Peter D. Weaver (born 15 January 1945) is a retired bishop of The United Methodist Church.

Education
Weaver was educated at West Virginia Wesleyan College where he earned a B.A. in 1966. He then earned a M.Div. at Drew University in 1969 and became a Doctor of Theology in 1975 after concluding studies at Boston University. Weaver also holds honorary doctorates from Lebanon Valley College (1999), Albright College (2000), and West Virginia Wesleyan College (2007).

Ordained ministry
Before election to the episcopacy, Weaver served the Western Pennsylvania Conference as a pastor.  He entered the ministry in 1967 as a deacon by Lloyd Christ Wicke and was ordained an elder by Roy Calvin Nichols in 1969. He held appointments as:
Pastor, Whitaker United Methodist Church, 1971–77
Senior Pastor, Smithfield United Church (UCC and UMC), Pittsburgh, PA, 1977–88
Senior Pastor, First United Methodist Church, Pittsburgh, PA, 1988–96
Adjunct Faculty, Drew Theological School, 1980
Faculty, Pittsburgh Theological Seminary, 1990

Episcopal ministry

He was elected a bishop of the United Methodist Church by the Northeastern Jurisdictional Conference in 1996. He was then appointed as the resident bishop to various Annual Conferences:

 Philadelphia Area (Eastern Pennsylvania and Peninsula Delaware Conferences) (1996-2004)
 Boston Episcopal Area (New England Annual Conference) (2004-12)
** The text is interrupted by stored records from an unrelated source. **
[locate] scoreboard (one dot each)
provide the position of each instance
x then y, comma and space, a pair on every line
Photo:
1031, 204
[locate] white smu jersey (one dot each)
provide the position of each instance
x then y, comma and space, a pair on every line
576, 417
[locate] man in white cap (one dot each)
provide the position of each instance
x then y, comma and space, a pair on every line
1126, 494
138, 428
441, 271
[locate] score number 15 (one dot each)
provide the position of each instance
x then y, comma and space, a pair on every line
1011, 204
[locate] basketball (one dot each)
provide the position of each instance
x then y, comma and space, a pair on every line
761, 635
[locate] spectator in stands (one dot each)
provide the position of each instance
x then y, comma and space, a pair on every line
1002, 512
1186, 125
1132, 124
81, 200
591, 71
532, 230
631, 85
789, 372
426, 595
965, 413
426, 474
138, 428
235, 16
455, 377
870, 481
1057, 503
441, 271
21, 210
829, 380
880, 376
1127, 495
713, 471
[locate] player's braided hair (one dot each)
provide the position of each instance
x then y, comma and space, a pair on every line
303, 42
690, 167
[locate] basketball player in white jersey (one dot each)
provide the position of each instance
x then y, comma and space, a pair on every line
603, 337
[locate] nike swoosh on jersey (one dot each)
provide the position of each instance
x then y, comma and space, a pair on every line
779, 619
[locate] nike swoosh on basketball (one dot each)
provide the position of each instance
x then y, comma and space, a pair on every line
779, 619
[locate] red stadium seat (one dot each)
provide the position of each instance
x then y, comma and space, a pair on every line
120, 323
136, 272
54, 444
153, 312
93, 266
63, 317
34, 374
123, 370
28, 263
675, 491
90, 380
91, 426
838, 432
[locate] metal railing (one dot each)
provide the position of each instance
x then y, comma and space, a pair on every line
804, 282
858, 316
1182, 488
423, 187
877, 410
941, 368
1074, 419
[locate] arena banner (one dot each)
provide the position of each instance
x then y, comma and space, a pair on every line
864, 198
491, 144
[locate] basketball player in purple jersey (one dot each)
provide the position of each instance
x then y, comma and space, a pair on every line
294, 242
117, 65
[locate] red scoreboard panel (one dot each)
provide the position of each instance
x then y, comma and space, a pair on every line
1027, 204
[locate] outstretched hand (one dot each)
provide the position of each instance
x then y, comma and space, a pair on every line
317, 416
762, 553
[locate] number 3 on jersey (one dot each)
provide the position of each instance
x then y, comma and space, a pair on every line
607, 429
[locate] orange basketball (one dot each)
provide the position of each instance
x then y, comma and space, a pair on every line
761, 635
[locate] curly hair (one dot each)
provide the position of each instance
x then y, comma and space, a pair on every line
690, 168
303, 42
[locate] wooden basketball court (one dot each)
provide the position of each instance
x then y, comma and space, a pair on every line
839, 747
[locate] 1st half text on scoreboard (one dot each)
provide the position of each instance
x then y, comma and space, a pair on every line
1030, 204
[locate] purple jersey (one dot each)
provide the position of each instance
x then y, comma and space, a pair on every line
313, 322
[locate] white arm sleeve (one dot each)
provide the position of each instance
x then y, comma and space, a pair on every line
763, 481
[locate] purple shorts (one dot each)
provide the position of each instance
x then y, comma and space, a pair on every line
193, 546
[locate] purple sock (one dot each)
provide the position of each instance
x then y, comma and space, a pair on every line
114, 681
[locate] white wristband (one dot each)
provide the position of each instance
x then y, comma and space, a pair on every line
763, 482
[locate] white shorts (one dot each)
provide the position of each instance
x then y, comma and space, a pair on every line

Weaver served his colleagues as President of the UMC Council of Bishops (2003–04). He was the first president bishop since the council increased the office's term to two years. He later served as Executive Secretary to the Council of Bishops (2012-16).

Weaver now serves as the Bishop-in-Residence at Drew University Theological School.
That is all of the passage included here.